The liberal ex-general is hoping to avoid a run-off in September by beating opposition leader Megawati Sukarnoputri and outgoing Vice President Jusuf Kalla with a clear majority in the first round.
Most opinion polls indicate he has enough support to avoid a run-off, although some have pointed to a much closer race with Yudhoyono facing either Megawati or Kalla in a second-round decider.
Hundreds of thousands of police have been deployed across the vast, mainly Muslim archipelago to safeguard polling stations, especially in Papua where ethnic tensions are high and violence marred legislative polls in April.
Last-minute disputes over inaccurate voter lists were settled after Megawati -- an ex-president and daughter of independence hero Sukarno -- obliquely suggested Yudhoyono's supporters were trying to rig the vote.
In a dramatic ruling late Monday, the Constitutional Court changed voter registration rules to allow Indonesians left off the rolls to cast their ballots with identity cards.
"Let's make the election a success. Don't let the world see improper things happening in Indonesia," Yudhoyono said in response to the ruling.

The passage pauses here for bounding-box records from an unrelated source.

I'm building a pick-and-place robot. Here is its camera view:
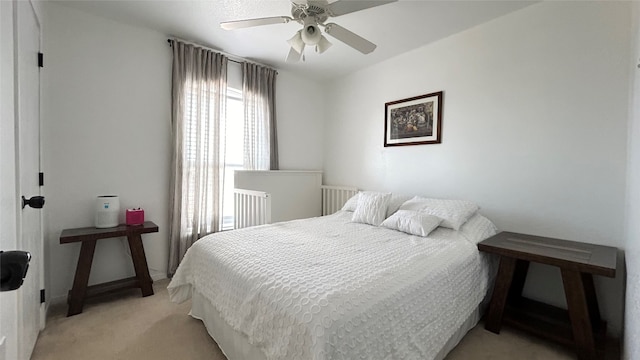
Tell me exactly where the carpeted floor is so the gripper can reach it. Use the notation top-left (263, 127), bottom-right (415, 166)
top-left (32, 280), bottom-right (619, 360)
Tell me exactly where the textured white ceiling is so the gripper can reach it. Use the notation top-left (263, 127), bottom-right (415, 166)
top-left (53, 0), bottom-right (536, 81)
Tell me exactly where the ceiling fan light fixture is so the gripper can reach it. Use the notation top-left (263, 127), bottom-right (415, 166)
top-left (285, 47), bottom-right (304, 62)
top-left (316, 36), bottom-right (333, 54)
top-left (287, 30), bottom-right (304, 54)
top-left (301, 16), bottom-right (322, 45)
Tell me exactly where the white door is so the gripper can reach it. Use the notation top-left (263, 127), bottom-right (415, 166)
top-left (0, 1), bottom-right (19, 360)
top-left (15, 1), bottom-right (44, 360)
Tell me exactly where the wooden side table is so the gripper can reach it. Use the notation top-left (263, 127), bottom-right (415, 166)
top-left (478, 232), bottom-right (617, 359)
top-left (60, 221), bottom-right (158, 316)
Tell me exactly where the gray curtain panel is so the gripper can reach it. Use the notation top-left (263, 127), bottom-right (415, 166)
top-left (168, 40), bottom-right (228, 277)
top-left (242, 62), bottom-right (279, 170)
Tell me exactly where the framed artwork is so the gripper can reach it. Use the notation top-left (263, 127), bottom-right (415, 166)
top-left (384, 91), bottom-right (442, 146)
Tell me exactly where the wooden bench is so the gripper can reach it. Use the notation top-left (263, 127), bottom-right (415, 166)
top-left (60, 221), bottom-right (158, 316)
top-left (478, 232), bottom-right (617, 359)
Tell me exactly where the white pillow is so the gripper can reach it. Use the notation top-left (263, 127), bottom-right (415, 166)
top-left (351, 191), bottom-right (391, 226)
top-left (342, 193), bottom-right (360, 211)
top-left (381, 210), bottom-right (442, 237)
top-left (400, 196), bottom-right (479, 230)
top-left (387, 194), bottom-right (411, 217)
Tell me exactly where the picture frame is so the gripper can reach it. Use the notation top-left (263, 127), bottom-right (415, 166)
top-left (384, 91), bottom-right (443, 147)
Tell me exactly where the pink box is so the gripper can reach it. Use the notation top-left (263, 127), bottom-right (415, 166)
top-left (126, 208), bottom-right (144, 225)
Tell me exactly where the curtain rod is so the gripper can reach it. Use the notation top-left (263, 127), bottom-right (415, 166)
top-left (167, 37), bottom-right (278, 73)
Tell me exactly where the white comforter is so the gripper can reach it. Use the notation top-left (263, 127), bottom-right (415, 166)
top-left (169, 212), bottom-right (495, 359)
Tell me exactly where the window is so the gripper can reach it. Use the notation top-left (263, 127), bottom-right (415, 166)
top-left (183, 82), bottom-right (244, 233)
top-left (222, 87), bottom-right (244, 230)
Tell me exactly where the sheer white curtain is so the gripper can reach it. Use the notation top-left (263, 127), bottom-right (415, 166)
top-left (168, 40), bottom-right (228, 276)
top-left (242, 62), bottom-right (278, 170)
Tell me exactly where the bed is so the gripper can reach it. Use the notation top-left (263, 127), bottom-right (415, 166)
top-left (169, 197), bottom-right (496, 360)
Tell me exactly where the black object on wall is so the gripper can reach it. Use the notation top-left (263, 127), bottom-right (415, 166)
top-left (0, 250), bottom-right (31, 291)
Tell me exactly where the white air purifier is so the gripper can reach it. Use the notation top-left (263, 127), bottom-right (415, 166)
top-left (96, 195), bottom-right (120, 229)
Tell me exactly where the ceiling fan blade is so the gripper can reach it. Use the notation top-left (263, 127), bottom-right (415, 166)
top-left (324, 23), bottom-right (376, 54)
top-left (327, 0), bottom-right (398, 16)
top-left (220, 16), bottom-right (293, 30)
top-left (285, 45), bottom-right (304, 62)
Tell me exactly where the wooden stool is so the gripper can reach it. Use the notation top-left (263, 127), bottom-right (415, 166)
top-left (60, 221), bottom-right (158, 316)
top-left (478, 232), bottom-right (617, 360)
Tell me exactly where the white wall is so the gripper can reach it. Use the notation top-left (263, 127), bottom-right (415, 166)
top-left (623, 2), bottom-right (640, 359)
top-left (42, 2), bottom-right (323, 301)
top-left (276, 71), bottom-right (325, 170)
top-left (42, 3), bottom-right (171, 299)
top-left (324, 2), bottom-right (630, 335)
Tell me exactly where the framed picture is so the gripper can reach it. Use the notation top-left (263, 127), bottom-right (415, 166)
top-left (384, 91), bottom-right (442, 146)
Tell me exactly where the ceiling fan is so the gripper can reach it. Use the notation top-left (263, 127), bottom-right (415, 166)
top-left (220, 0), bottom-right (398, 62)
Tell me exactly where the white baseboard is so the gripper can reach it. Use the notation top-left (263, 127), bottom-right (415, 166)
top-left (47, 272), bottom-right (167, 308)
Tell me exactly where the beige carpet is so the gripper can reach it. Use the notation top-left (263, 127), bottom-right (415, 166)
top-left (32, 280), bottom-right (619, 360)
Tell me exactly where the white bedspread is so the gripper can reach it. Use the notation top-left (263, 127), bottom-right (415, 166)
top-left (169, 212), bottom-right (495, 359)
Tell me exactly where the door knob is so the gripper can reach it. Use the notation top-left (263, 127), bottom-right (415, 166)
top-left (22, 196), bottom-right (44, 209)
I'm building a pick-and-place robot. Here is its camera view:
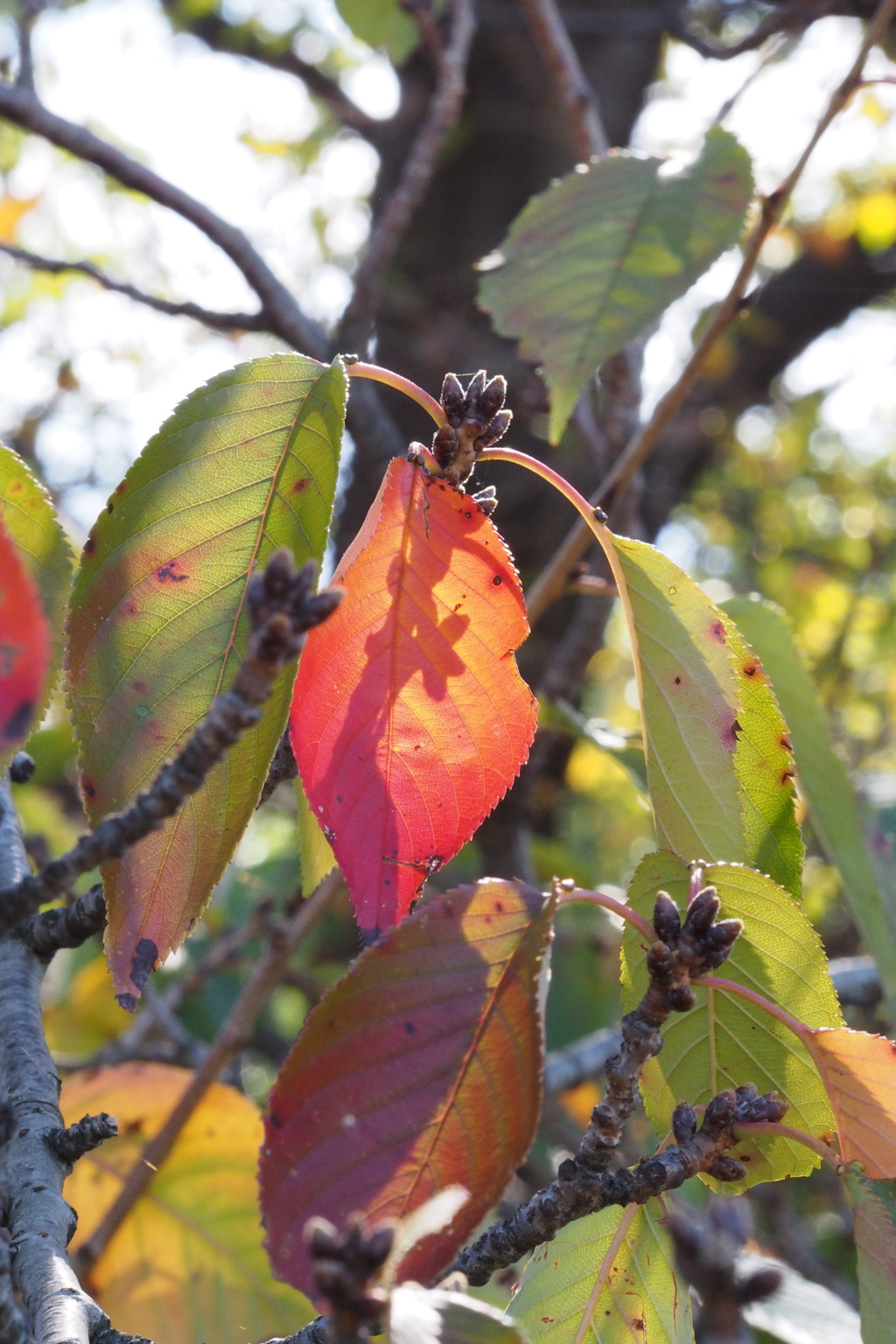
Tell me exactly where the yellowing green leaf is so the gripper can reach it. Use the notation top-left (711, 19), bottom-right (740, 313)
top-left (845, 1168), bottom-right (896, 1344)
top-left (725, 598), bottom-right (896, 1003)
top-left (43, 955), bottom-right (129, 1059)
top-left (0, 444), bottom-right (73, 765)
top-left (606, 534), bottom-right (802, 897)
top-left (480, 130), bottom-right (752, 444)
top-left (622, 852), bottom-right (843, 1194)
top-left (296, 778), bottom-right (336, 897)
top-left (68, 355), bottom-right (346, 1006)
top-left (336, 0), bottom-right (421, 66)
top-left (509, 1201), bottom-right (693, 1344)
top-left (60, 1063), bottom-right (314, 1344)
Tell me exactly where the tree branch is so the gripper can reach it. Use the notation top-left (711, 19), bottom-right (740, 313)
top-left (527, 0), bottom-right (896, 625)
top-left (668, 0), bottom-right (843, 60)
top-left (0, 242), bottom-right (270, 332)
top-left (0, 782), bottom-right (108, 1344)
top-left (0, 82), bottom-right (329, 359)
top-left (0, 551), bottom-right (341, 941)
top-left (520, 0), bottom-right (610, 160)
top-left (452, 887), bottom-right (788, 1284)
top-left (340, 0), bottom-right (475, 348)
top-left (75, 868), bottom-right (342, 1276)
top-left (161, 0), bottom-right (383, 145)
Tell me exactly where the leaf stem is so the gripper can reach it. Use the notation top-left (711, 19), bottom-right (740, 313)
top-left (733, 1119), bottom-right (844, 1172)
top-left (557, 887), bottom-right (657, 943)
top-left (346, 359), bottom-right (446, 424)
top-left (697, 976), bottom-right (811, 1048)
top-left (527, 0), bottom-right (896, 625)
top-left (480, 443), bottom-right (612, 542)
top-left (572, 1204), bottom-right (640, 1344)
top-left (73, 868), bottom-right (342, 1278)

Speaking to provincial governors on Tuesday, he called for a "smooth presidential election that is truly honest, fair, direct, free and secret."
Megawati called on Indonesians to vote with a "clear and honest mind".

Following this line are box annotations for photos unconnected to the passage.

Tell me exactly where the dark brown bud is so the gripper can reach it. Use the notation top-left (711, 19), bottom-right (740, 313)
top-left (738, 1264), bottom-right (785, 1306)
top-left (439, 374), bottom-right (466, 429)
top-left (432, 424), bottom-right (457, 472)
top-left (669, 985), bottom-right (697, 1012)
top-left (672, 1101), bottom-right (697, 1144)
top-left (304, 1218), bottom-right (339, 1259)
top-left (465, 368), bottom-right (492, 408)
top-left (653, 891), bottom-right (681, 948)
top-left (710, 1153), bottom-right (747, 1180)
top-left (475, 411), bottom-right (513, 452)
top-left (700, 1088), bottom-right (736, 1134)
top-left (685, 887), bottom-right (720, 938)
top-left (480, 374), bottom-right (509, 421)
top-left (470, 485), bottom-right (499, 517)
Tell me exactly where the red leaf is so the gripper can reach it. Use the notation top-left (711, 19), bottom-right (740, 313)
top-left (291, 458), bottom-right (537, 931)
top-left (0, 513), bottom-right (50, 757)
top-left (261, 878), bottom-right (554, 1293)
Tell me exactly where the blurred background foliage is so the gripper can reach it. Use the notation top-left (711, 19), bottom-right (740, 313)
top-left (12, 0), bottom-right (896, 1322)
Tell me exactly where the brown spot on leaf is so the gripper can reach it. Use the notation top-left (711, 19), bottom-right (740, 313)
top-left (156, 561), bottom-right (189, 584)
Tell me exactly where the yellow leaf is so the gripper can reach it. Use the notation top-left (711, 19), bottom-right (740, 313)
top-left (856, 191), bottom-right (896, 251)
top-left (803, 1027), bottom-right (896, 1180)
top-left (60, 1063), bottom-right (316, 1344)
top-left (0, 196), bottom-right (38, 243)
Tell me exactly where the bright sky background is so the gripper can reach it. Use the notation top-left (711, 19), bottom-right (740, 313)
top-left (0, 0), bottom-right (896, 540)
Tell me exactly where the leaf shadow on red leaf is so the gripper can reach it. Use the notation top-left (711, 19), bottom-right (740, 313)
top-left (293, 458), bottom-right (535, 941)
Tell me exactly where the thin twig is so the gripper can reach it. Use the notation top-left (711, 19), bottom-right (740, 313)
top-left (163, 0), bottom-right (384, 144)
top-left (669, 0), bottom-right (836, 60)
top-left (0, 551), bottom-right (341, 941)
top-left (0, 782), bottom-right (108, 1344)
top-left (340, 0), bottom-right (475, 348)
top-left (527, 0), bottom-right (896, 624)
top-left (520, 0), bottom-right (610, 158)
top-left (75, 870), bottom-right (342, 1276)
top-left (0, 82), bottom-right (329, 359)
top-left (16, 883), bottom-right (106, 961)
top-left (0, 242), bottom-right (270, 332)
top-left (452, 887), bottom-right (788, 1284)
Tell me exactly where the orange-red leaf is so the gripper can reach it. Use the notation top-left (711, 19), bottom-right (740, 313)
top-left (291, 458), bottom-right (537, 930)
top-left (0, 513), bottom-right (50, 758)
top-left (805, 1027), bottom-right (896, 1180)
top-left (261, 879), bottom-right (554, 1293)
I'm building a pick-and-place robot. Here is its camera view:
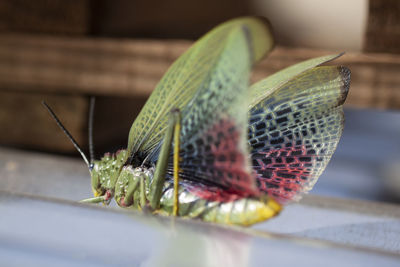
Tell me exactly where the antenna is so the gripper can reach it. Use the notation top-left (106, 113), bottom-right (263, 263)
top-left (88, 96), bottom-right (96, 168)
top-left (42, 101), bottom-right (90, 169)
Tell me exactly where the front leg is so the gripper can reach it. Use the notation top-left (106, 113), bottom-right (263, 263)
top-left (149, 109), bottom-right (181, 215)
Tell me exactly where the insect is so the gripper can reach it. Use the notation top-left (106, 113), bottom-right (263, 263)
top-left (45, 17), bottom-right (350, 225)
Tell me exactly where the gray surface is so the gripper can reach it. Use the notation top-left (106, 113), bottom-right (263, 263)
top-left (0, 108), bottom-right (400, 266)
top-left (312, 109), bottom-right (400, 203)
top-left (0, 192), bottom-right (400, 266)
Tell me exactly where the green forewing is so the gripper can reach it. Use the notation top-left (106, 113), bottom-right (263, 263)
top-left (250, 54), bottom-right (342, 108)
top-left (128, 17), bottom-right (273, 158)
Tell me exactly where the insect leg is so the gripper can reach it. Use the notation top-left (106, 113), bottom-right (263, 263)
top-left (79, 196), bottom-right (106, 203)
top-left (139, 174), bottom-right (146, 208)
top-left (149, 109), bottom-right (180, 210)
top-left (172, 110), bottom-right (181, 216)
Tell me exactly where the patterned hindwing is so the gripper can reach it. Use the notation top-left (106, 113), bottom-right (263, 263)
top-left (128, 17), bottom-right (273, 159)
top-left (248, 66), bottom-right (350, 203)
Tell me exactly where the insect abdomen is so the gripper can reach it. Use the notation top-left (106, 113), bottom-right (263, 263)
top-left (160, 184), bottom-right (281, 226)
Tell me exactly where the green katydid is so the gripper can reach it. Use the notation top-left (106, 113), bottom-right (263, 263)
top-left (46, 17), bottom-right (350, 225)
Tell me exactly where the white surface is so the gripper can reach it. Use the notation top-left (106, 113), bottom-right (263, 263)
top-left (252, 0), bottom-right (368, 51)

"We are convinced that we can create a better future," she said.
Yudhoyono's popularity is based on five years of steady economic growth in Southeast Asia's biggest economy, slow but even-handed reform of the bureaucracy and a tough anti-corruption drive.
He has also weathered the global financial meltdown, with strong domestic demand underpinning growth at around four percent this year.

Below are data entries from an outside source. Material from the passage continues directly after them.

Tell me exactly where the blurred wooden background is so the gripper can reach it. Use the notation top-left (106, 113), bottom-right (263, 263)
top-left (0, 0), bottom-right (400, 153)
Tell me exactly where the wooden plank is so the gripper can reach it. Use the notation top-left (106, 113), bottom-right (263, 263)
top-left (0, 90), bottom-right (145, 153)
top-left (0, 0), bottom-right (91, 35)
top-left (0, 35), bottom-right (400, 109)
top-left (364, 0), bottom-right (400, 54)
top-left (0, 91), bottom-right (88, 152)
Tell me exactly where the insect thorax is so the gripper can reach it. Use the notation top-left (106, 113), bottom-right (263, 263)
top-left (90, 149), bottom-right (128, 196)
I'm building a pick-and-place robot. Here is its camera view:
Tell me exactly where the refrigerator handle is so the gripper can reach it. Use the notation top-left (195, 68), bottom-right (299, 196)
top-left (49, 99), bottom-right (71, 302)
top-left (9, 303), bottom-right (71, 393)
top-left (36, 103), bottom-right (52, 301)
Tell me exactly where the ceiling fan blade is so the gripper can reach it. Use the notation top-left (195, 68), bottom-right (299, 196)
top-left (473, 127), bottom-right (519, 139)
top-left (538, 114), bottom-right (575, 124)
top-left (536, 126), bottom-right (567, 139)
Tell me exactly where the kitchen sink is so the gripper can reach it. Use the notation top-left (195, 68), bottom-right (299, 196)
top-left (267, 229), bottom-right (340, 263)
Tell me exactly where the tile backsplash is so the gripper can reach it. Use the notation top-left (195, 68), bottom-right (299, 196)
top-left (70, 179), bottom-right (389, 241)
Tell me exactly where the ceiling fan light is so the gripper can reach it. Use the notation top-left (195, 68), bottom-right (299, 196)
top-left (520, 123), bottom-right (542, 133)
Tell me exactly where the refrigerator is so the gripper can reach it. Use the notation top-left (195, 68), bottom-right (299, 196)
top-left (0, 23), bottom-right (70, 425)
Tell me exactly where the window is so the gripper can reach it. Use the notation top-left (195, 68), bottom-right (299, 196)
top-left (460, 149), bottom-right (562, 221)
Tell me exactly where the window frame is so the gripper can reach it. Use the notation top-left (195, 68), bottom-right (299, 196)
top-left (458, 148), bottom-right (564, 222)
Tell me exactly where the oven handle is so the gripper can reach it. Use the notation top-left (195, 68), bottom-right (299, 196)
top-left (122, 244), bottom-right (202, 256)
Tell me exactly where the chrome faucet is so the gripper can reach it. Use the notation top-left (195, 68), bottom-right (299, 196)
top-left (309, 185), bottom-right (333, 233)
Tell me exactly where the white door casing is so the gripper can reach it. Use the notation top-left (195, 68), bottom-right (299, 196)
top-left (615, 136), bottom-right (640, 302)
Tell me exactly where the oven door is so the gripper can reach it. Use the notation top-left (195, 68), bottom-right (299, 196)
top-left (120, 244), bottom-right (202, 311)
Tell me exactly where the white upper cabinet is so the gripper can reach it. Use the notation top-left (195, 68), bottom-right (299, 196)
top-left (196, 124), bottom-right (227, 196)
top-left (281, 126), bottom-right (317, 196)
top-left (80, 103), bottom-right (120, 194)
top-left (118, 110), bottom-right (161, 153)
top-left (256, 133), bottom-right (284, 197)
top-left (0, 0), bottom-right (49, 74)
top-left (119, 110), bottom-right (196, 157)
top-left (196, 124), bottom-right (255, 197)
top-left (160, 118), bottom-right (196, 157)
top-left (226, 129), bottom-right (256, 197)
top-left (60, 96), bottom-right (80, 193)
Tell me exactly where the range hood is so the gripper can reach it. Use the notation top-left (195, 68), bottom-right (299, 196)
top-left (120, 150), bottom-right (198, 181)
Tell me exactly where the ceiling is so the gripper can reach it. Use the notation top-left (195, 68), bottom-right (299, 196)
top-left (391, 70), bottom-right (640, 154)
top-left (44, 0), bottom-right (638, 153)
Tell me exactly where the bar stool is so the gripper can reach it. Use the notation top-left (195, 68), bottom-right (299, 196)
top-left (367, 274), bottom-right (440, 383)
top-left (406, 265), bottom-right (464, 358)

If he wins, the 59-year-old known simply as SBY -- who likes to write love songs in his spare time -- would be the first president to serve consecutive terms at the helm of the world's third-biggest democracy after India and the United States.
His centrist Democratic Party tripled its vote in April's polls to become the largest party in parliament, allowing him to hand-pick a loyal cabinet of technocrats to speed up his reform agenda if he is re-elected.
Despite his popularity, Yudhoyono has been criticised for caving in to Islamist extremists over tolerance issues such as a controversial anti-pornography law and restrictions on the minority Ahmadiyah sect.
But his government has worked closely with the United States and Australia to crack down on Al-Qaeda inspired fanatics who launched the 2002 Bali bombings and other atrocities.
Three of the Bali bombers were executed by firing squad last year and hundreds of other terror suspects have been rounded up.
Security issues have barely rated in the election debate, which has been fought over issues such as corruption, food prices and Indonesia's response to the pressures of globalisation.
Megawati and Kalla have both touted a brand of economic nationalism in response to what they have called Yudhoyono's "neo-liberalism", vowing to protect jobs from foreign competition and investment.
The presence of Suharto-era generals on all three tickets shows the lingering power of the old military elite in Indonesia, analysts said.
Megawati teamed up with notorious special forces ex-commander Prabowo Subianto as her running mate, while Kalla chose former military chief Wiranto, who has been indicted by United Nations prosecutors for crimes against humanity over East Timor's bloody independence referendum in 1999.
Yudhoyono, who was a senior general under Suharto but emerged from that regime with his reputation intact, chose Western-educated economist and former central bank chief Boediono as his vice-presidential candidate.